Add workforce woes to cybersecurity chief's agenda

Add workforce woes to cybersecurity chief's agenda
Add workforce woes to cybersecurity chief's agenda 

By Max Stier
Dec 24, 2009

President Obama has finally named the first-ever White House 
cybersecurity individual who now must focus government 
efforts to better protect vulnerable computer networks from attack by 
foreign nations, criminal intruders, hackers and terrorist 

The new cybersecurity coordinator, Howard A. Schmidt, promises to 
develop "a new cyber strategy that keeps America secure and prosperous". 
To accomplish this goal, Schmidt will have to use the clout of the White 
House to bring order to a governmentwide technology enterprise where no 
single individual or federal agency has had the authority to set a clear 
direction, settle turf battles or ensure accountability in an area that 
is critical to America's national and economic security.

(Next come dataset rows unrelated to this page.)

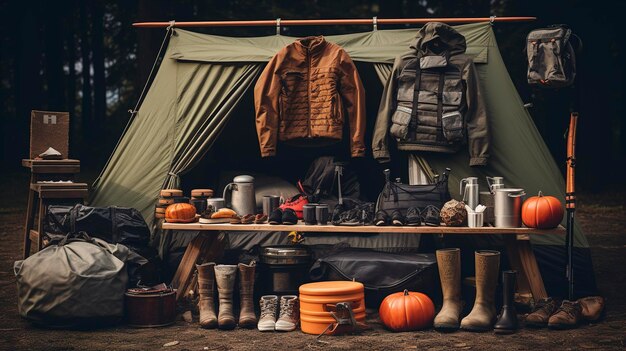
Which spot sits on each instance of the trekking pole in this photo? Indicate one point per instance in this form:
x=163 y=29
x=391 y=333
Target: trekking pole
x=570 y=201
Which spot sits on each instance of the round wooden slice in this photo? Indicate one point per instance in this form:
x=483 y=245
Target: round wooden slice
x=202 y=193
x=166 y=201
x=171 y=192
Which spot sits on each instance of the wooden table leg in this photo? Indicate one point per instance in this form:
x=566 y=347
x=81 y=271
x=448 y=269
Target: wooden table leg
x=206 y=247
x=522 y=259
x=30 y=217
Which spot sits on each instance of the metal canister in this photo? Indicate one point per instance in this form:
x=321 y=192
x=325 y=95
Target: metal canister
x=508 y=207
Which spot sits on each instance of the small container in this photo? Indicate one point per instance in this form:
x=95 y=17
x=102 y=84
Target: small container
x=308 y=214
x=321 y=214
x=474 y=219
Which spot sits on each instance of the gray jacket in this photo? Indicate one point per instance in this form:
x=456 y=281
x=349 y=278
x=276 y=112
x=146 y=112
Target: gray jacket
x=450 y=110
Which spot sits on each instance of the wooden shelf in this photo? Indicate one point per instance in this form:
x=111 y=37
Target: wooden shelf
x=300 y=227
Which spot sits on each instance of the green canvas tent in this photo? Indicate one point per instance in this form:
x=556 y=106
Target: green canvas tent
x=202 y=78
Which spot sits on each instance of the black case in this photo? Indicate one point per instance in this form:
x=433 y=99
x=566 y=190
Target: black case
x=382 y=273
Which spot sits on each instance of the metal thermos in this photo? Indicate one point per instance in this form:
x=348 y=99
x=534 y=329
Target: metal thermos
x=470 y=191
x=495 y=183
x=242 y=196
x=508 y=207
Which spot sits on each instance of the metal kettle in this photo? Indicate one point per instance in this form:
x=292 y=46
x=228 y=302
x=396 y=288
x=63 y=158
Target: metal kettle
x=242 y=198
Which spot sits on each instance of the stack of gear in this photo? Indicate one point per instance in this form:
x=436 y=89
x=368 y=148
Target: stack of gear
x=79 y=282
x=166 y=199
x=306 y=93
x=432 y=101
x=225 y=276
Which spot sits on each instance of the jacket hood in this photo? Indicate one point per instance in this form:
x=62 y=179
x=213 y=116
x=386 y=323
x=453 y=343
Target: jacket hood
x=434 y=38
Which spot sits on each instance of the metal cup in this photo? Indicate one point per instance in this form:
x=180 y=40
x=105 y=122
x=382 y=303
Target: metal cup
x=270 y=203
x=308 y=214
x=321 y=213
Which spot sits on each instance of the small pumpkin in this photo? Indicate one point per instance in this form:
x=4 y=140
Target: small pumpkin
x=543 y=212
x=407 y=311
x=180 y=213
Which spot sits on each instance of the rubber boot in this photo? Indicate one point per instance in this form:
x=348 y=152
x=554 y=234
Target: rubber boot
x=247 y=318
x=483 y=314
x=225 y=276
x=507 y=320
x=206 y=289
x=449 y=264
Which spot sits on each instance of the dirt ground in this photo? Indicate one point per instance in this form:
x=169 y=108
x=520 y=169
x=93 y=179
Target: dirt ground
x=602 y=216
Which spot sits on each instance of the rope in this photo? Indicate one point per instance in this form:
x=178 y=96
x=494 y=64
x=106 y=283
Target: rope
x=133 y=112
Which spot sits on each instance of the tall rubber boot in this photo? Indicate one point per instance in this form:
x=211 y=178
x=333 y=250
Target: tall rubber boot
x=206 y=289
x=449 y=264
x=247 y=318
x=507 y=320
x=225 y=276
x=483 y=313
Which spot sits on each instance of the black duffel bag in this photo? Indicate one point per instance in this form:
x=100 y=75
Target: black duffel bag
x=382 y=273
x=399 y=196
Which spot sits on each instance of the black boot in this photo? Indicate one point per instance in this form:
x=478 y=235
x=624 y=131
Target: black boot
x=507 y=320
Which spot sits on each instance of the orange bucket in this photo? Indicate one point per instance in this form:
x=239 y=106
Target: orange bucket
x=317 y=299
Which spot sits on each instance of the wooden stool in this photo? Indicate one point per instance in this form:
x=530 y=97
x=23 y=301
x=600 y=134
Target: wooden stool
x=41 y=195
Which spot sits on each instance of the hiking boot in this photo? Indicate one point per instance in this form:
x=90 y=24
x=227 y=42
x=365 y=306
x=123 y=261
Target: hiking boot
x=413 y=216
x=449 y=264
x=483 y=314
x=507 y=320
x=382 y=218
x=592 y=307
x=276 y=217
x=289 y=216
x=567 y=316
x=247 y=318
x=539 y=317
x=397 y=218
x=289 y=315
x=430 y=216
x=206 y=290
x=269 y=306
x=296 y=203
x=225 y=276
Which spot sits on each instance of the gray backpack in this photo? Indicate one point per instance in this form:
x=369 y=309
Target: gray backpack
x=551 y=57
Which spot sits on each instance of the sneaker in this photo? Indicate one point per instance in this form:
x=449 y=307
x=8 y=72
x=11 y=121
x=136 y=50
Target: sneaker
x=397 y=218
x=567 y=316
x=276 y=217
x=539 y=317
x=289 y=216
x=296 y=203
x=430 y=216
x=382 y=218
x=289 y=313
x=269 y=305
x=413 y=216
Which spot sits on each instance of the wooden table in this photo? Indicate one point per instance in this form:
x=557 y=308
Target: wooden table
x=517 y=241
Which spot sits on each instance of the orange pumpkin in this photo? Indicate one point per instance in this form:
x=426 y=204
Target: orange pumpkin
x=406 y=311
x=180 y=213
x=543 y=212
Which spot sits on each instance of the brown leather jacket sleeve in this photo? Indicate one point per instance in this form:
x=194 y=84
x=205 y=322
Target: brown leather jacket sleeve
x=380 y=142
x=476 y=117
x=353 y=98
x=266 y=105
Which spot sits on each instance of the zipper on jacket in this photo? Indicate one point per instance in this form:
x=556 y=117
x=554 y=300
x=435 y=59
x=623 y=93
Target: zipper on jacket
x=308 y=132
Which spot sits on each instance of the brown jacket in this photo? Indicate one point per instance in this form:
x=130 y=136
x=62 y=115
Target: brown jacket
x=305 y=93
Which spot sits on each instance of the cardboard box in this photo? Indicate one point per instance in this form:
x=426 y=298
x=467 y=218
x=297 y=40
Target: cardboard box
x=49 y=129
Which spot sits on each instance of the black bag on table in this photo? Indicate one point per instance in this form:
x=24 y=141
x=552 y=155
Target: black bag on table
x=399 y=196
x=382 y=273
x=551 y=56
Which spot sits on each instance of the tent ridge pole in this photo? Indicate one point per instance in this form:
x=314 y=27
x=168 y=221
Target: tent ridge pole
x=332 y=22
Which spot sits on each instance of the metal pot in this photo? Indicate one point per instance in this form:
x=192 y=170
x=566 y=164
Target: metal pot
x=508 y=207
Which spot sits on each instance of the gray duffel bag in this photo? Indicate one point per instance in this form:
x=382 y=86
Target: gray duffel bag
x=79 y=282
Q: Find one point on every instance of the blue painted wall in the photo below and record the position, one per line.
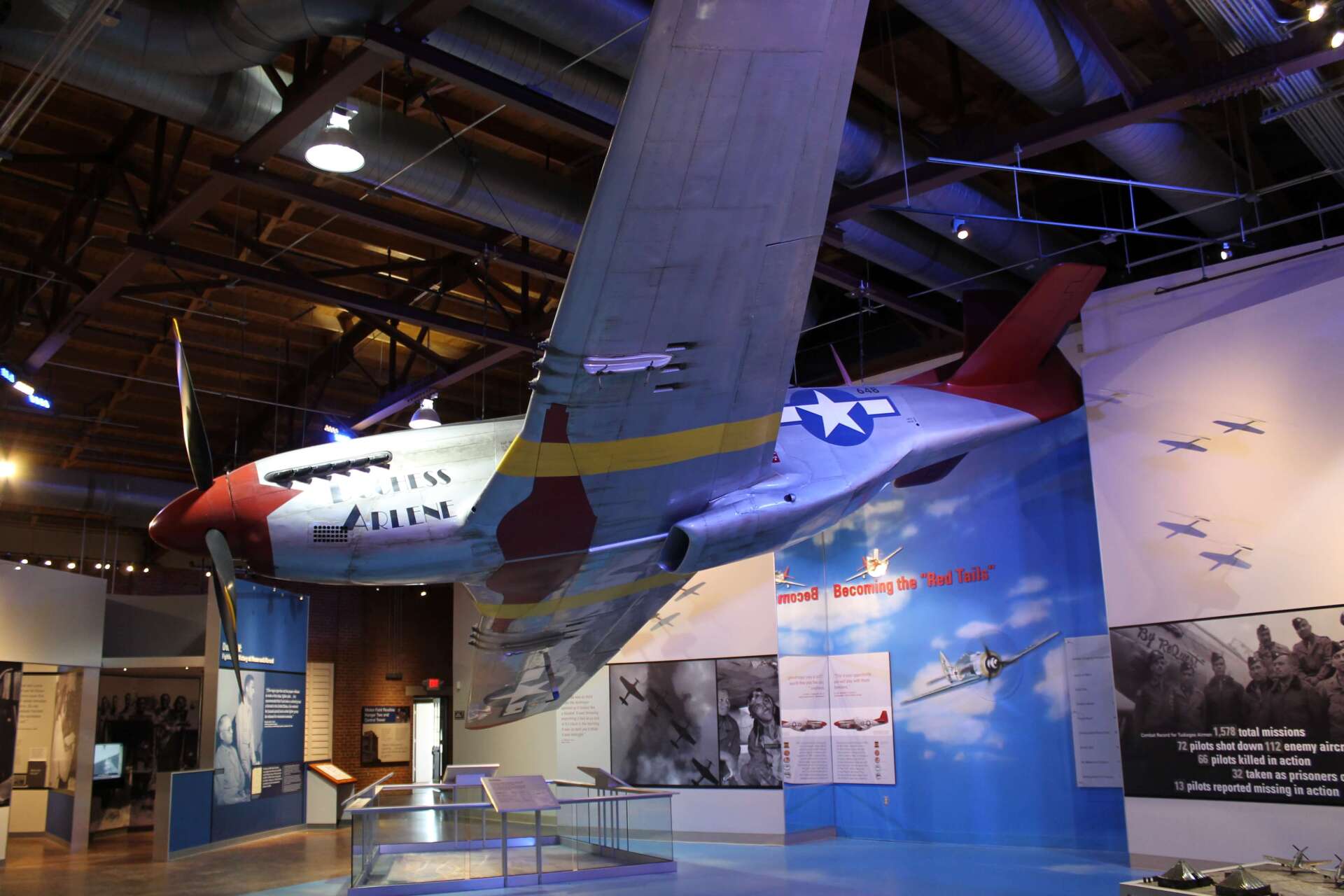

As he embarks on this difficult path, Schmidt would be wise to promptly 
confront a crucial but often overlooked aspect of protecting the federal 
digital networks - the serious shortage of highly skilled cybersecurity 
professionals in government. Without building a sophisticated federal 
cybersecurity workforce, we will never adequately secure the 
government's computer networks and the military, intelligence and 
confidential data that they hold.

The need for such talent is increasing every day. The Government 
Accountability Office (GAO) reported in November that "pervasive and 
sustained cyberattacks continue to pose a potentially devastating threat 
to the systems and operations of the federal government". While security 
incidents grew by more than 200 percent from fiscal year 2006 to fiscal 
year 2008, the report concluded that the country is not optimally 
prepared to protect itself from such attacks.